La France place l'Afrique au cœur de sa stratégie économique mondiale. Du 11 au 12 mai, Nairobi au Kenya accueillera le sommet « Africa Forward », une initiative majeure réunissant dirigeants d'entreprise, investisseurs, membres de la société civile et d'institutions financières. Derrière ce grand rendez-vous se cache une réalité chiffrée impressionnante : plus de 65 milliards d'euros d'échanges commerciaux annuels entre la France et l'Afrique.
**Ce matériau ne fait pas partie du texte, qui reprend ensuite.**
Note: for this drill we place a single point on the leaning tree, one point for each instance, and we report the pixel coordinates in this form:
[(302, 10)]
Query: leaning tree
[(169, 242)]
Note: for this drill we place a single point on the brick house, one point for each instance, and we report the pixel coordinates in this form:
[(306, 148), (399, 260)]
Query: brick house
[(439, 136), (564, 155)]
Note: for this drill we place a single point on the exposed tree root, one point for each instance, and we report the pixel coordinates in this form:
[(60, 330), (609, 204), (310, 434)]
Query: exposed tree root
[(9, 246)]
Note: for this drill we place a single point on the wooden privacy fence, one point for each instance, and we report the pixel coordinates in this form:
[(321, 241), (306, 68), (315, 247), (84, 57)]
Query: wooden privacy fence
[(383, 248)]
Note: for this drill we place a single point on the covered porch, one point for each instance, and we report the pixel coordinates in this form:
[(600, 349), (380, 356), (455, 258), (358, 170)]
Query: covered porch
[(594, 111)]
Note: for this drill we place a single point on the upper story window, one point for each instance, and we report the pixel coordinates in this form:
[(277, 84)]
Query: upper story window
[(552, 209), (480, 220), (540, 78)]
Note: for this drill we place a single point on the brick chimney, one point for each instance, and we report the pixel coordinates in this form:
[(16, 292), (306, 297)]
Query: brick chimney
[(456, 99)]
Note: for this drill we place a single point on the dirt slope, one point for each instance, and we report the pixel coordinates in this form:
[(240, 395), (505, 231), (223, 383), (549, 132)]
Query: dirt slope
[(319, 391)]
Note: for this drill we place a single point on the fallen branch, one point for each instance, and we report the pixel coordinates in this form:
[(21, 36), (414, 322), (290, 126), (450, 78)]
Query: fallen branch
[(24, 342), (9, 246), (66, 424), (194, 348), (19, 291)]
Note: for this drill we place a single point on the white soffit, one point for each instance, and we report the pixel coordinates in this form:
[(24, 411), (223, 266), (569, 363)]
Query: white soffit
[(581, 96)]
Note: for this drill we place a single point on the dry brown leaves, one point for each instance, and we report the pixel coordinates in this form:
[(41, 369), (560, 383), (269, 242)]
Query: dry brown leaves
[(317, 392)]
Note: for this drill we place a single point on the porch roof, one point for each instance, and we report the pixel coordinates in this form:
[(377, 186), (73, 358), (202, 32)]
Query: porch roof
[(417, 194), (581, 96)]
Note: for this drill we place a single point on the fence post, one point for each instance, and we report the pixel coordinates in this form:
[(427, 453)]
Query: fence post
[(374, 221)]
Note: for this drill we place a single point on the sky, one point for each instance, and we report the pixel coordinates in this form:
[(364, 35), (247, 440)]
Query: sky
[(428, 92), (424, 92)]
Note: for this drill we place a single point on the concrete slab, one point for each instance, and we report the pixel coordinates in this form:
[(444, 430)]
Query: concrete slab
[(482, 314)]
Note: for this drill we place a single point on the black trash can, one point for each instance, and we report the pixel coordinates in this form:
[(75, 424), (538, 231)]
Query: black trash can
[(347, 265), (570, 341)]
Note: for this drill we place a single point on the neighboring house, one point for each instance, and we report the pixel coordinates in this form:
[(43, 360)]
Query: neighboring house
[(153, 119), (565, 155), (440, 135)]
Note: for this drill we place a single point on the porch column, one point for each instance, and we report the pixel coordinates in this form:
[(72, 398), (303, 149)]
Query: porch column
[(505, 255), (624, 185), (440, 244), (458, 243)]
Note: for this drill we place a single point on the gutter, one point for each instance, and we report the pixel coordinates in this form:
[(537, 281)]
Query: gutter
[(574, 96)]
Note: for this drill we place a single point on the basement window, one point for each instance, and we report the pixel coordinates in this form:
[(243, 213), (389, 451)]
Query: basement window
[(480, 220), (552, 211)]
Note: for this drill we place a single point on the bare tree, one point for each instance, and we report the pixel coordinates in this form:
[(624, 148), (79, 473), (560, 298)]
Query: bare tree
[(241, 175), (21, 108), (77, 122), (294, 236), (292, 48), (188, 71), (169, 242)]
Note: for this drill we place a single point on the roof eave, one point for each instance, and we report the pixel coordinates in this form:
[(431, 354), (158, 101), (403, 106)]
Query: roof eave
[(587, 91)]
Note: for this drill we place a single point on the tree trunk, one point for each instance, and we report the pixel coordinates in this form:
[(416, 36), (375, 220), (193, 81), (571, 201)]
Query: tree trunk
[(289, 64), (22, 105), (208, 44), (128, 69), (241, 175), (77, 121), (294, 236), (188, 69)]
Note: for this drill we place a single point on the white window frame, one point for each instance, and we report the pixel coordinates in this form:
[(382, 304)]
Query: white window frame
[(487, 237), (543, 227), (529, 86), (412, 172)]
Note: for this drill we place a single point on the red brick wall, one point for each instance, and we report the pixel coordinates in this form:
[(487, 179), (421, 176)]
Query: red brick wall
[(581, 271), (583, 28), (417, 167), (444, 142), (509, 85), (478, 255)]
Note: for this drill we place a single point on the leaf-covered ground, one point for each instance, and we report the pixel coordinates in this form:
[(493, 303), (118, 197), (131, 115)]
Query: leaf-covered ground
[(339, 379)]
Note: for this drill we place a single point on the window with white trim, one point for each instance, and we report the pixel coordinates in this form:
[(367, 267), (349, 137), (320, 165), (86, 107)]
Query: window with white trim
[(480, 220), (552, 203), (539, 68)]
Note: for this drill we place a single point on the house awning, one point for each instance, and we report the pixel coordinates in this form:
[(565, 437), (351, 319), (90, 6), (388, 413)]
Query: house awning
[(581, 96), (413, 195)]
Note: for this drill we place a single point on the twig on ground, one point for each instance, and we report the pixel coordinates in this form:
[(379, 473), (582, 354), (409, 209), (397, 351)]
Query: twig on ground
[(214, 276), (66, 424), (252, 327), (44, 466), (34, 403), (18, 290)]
Un montant considérable qui illustre l'importance stratégique du continent noir pour Paris, face à la montée en puissance de la Chine comme acteur économique africain dominant.
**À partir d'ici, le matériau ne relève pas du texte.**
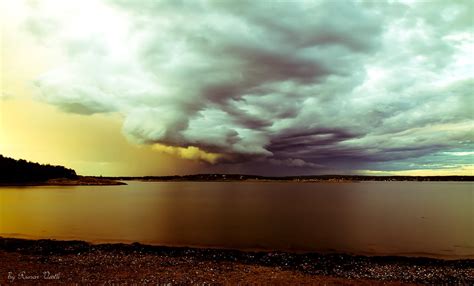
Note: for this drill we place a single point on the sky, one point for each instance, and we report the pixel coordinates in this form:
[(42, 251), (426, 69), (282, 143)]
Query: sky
[(148, 87)]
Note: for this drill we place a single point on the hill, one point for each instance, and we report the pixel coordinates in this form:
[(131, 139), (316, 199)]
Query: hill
[(22, 171)]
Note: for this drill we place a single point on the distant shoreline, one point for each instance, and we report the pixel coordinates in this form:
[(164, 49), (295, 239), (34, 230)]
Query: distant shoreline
[(79, 181), (302, 179), (79, 261)]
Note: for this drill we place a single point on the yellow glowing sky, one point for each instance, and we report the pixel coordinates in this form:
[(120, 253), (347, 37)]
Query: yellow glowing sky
[(32, 130), (92, 144)]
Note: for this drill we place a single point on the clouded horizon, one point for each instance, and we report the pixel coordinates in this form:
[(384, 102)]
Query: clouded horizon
[(270, 87)]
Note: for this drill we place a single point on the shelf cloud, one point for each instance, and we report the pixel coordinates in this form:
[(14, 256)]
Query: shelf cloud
[(313, 85)]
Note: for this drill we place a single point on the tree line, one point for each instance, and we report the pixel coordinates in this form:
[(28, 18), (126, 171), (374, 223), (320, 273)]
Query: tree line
[(12, 170)]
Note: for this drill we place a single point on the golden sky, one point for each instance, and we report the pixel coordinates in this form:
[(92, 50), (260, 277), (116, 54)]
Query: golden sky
[(77, 88), (36, 131)]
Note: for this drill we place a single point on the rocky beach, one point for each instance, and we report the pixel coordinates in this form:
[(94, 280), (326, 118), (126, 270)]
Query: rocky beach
[(57, 262)]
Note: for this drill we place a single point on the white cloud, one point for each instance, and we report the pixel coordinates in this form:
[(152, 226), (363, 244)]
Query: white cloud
[(303, 82)]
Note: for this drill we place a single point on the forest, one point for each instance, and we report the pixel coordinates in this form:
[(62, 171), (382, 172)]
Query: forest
[(19, 171)]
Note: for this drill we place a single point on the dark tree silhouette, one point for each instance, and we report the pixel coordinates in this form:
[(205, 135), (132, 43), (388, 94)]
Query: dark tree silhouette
[(12, 171)]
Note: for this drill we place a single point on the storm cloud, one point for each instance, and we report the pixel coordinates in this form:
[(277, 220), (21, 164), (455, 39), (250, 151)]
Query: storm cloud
[(314, 85)]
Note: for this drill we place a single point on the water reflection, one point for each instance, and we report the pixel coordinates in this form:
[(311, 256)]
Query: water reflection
[(414, 218)]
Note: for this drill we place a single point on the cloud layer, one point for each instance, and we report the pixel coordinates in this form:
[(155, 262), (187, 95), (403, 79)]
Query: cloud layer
[(314, 85)]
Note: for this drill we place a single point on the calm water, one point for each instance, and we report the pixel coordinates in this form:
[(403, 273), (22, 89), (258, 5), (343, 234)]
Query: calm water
[(402, 218)]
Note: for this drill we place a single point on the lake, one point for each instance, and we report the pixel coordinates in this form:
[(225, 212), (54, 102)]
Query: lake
[(374, 218)]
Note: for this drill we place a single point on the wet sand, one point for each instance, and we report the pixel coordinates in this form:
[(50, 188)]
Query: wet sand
[(57, 262)]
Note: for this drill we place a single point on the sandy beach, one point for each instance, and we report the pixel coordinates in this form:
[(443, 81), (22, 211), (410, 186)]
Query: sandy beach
[(57, 262)]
Un enjeu de puissance mondiale
Ces 65 milliards d'euros représentent bien plus qu'un simple montant commercial. Ils symbolisent une bataille d'influence économique entre la France et ses partenaires européens d'un côté, et la Chine de l'autre. Depuis une décennie, Pékin a massivement investi en Afrique via des projets d'infrastructure, des financements concessionnels et des partenariats stratégiques. La France, historiquement présente sur le continent, cherche à moderniser ses approches et ses outils pour ne pas perdre de terrain économique. Le sommet Africa Forward représente donc une réaction calibrée face à cette compétition mondiale pour les marchés africains, les matières premières et l'influence géopolitique.
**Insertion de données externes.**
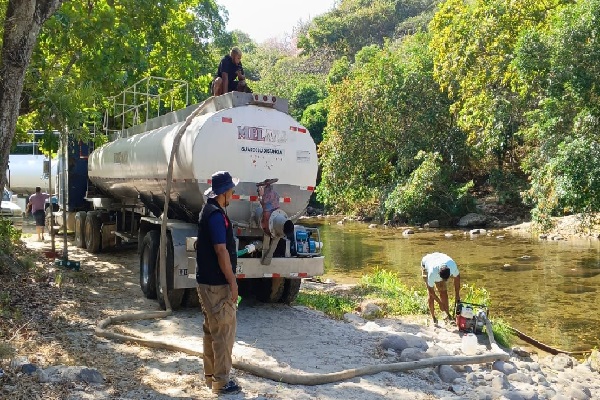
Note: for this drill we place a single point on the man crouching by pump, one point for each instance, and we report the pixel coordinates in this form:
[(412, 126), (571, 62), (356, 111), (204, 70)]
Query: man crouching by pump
[(217, 286), (436, 268)]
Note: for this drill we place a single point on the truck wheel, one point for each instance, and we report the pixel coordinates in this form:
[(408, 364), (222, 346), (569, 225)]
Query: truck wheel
[(92, 233), (48, 220), (269, 290), (79, 229), (148, 260), (175, 295), (290, 290)]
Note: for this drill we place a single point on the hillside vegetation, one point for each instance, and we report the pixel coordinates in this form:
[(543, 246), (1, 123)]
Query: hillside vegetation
[(417, 106)]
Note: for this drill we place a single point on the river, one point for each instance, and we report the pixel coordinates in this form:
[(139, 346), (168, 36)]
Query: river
[(546, 289)]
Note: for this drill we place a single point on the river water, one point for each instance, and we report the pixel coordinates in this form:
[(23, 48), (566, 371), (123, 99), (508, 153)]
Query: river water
[(546, 289)]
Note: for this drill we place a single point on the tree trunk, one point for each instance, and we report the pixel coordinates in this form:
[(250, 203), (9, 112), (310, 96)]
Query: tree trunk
[(22, 24)]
L'impact concret pour les Africains et la diaspora
Pour les citoyens africains, ces échanges commerciaux se traduisent par des créations d'emplois, le développement de secteurs clés comme l'agroalimentaire, l'énergie et les technologies, ainsi que l'accès à des investissements pour moderniser les infrastructures. La diaspora africaine en Europe et en Amérique suit de près ces mouvements : davantage d'opportunités en Afrique signifie possibilités de retour au pays, financement de projets entrepreneuriaux transnationaux, et amélioration de la situation économique des familles restées au continent. Cependant, le succès de cette initiative dépendra de la vraie volonté des partenaires français à écouter les besoins réels des Africains, au-delà des seuls calculs géopolitiques.